Title: Sky Jumpers (Sky Jumpers #1)
Author: Peggy Eddleman
Publisher: Random House Children’s Books
Release Date: 24th September 2013
Genre: Middle-Grade, post-Apocalyptic
Format: e-ARC
Page Count: 288 (paperback)
Source: Netgalley
Rating:
Hope is the only person in her town who can’t invent, a much-needed skill after the green bombs of World War III destroyed everything above the surface and changed the world forever. But Hope is brave, a leader, and has amazing physical skills she hones by jumping into the Bomb’s Breath, a deadly band of compressed air leftover by the bombs that covers her crater-valley. When bandits attack her town and demand the only cure for a deadly disease, it’s up to Hope to escape over the mountain through the Bomb’s Breath and find help for her people.
Sky Jumpers was an incredible, amazing book. I don’t normally read Middle Grade because I find it too childish for my YA-preferred brain, but even from Hope’s 12 year old point of view the book was amazing. It had the most phenomenal world building and character voice, a big cast of characters (not all of them three dimensional, but Hope was, and that’s what’s important), heaps of action when the plot finally did kick in at about halfway, and in the mean time a very solid world history and setting.
Even though the plot did take a while to kick in, I really enjoyed reading about Hope’s life in her valley and learning all about the history of the world and meeting the other characters. Everything that happened previously to the plot actually kicking in was important to the plot (the inventing display where Hope fails miserably, collecting the cure for the deadly disease) or showed an important aspect of Hope’s character (her fearlessness, her leadership skills), and it contributed to the plot.

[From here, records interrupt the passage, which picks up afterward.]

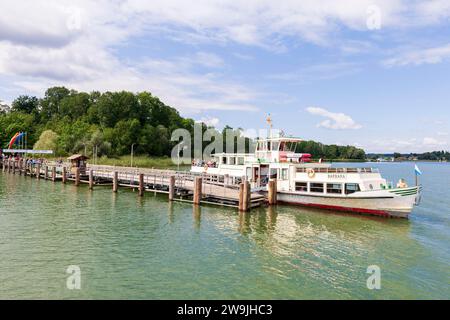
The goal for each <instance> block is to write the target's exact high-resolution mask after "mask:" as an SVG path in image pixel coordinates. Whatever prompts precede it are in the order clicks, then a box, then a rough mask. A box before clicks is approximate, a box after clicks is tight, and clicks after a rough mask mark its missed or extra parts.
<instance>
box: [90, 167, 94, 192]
mask: <svg viewBox="0 0 450 320" xmlns="http://www.w3.org/2000/svg"><path fill="white" fill-rule="evenodd" d="M89 189H91V190H93V189H94V170H92V169H91V170H89Z"/></svg>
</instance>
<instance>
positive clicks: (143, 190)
mask: <svg viewBox="0 0 450 320" xmlns="http://www.w3.org/2000/svg"><path fill="white" fill-rule="evenodd" d="M143 196H144V174H143V173H139V197H143Z"/></svg>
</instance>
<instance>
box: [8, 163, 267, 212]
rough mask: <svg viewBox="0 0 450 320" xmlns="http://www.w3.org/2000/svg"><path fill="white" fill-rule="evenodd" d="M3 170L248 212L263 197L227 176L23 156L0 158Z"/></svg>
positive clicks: (54, 180) (45, 179)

I was initially very confused about what exactly the Bomb’s Breath was. Maybe I missed some detail that explained it better, because I loved the book so much I tended to read ahead and had to keep reminding myself to slow down and read everything. I knew it was deadly compressed air that kills a person the instant they inhale it, but I couldn’t figure out if it was an isolated incident in a blow-hole like are (similar to what the cover shows)or what it was.

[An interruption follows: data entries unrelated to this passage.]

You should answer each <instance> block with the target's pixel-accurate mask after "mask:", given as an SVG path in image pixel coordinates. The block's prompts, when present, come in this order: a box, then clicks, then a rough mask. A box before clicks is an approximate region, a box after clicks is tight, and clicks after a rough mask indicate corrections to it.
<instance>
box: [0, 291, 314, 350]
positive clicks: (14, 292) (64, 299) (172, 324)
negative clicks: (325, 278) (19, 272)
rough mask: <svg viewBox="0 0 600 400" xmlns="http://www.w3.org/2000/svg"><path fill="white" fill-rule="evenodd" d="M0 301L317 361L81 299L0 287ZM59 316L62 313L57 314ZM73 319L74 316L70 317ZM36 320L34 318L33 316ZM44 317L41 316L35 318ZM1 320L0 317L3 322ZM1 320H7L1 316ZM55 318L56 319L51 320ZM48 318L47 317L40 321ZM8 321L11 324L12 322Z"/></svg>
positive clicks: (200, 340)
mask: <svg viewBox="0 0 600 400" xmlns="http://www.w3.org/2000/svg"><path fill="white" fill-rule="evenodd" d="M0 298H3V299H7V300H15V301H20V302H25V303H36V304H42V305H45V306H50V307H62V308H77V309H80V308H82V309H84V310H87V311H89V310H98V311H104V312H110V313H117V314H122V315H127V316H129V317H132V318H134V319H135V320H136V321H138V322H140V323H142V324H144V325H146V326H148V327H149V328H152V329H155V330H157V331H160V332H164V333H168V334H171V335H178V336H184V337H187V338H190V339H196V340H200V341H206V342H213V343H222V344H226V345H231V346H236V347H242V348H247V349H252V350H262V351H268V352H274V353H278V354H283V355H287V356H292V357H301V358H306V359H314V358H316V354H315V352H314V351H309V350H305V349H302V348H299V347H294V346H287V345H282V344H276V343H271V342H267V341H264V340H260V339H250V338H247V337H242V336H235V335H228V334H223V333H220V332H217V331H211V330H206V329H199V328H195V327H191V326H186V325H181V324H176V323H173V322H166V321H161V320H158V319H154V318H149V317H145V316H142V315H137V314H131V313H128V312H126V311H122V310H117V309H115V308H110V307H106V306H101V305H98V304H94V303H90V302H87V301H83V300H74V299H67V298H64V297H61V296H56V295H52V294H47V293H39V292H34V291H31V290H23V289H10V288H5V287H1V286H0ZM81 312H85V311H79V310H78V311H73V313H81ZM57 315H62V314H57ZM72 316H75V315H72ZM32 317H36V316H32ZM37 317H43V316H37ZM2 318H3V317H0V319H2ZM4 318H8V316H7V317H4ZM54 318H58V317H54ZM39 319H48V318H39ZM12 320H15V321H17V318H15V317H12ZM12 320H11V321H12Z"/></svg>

It turns out it’s actually a layer of compressed air that hovers over the crater/valley where Hope’s town is built, and to jump into it you first have to walk through it up the valley. The compression works by making the air heavier (and some other stuff explained in the book), so although you can’t breathe it, you can float through it and safely jump into it from a great height. I actually had to Google ‘bomb’s breath’ in the hope of finding the author’s hypothetical ‘inspiration’ Pinterest board (seriously, authors, you should do this when you have a difficult concept) but instead I found this image which for some reason made it all click:
This was also a strong feminist novel in that Hope’s sexuality or femaleness was NEVER mentioned. She could have been a male character (but I wouldn’t have read the book if she was, because there are already heaps of stories about male heroes and not enough about female heroes). There was absolute minimal romance (a crush is mentioned and discarded) and Hope’s femaleness didn’t preclude her from doing anything amazing or taking on the bad guys. Nothing was sexist. No one called her out on being a girl. It was really refreshing to see that. She was just as physically capable of anything her two male companions were capable of, and probably more so.
Even though I’m not normally a MG reader, I thought this book was all sorts of amazing and I highly recommend it to other YA readers who don’t mind a bit of a more childish voice at times. Or if you’re a parent, you should get this book for your kid: because of the way it’s written, with an active, daredevil female lead with no romance, I believe it can be equally enjoyed by girls and boys alike.
Thanks to Random House and Netgalley for providing this advanced reader copy for an honest review.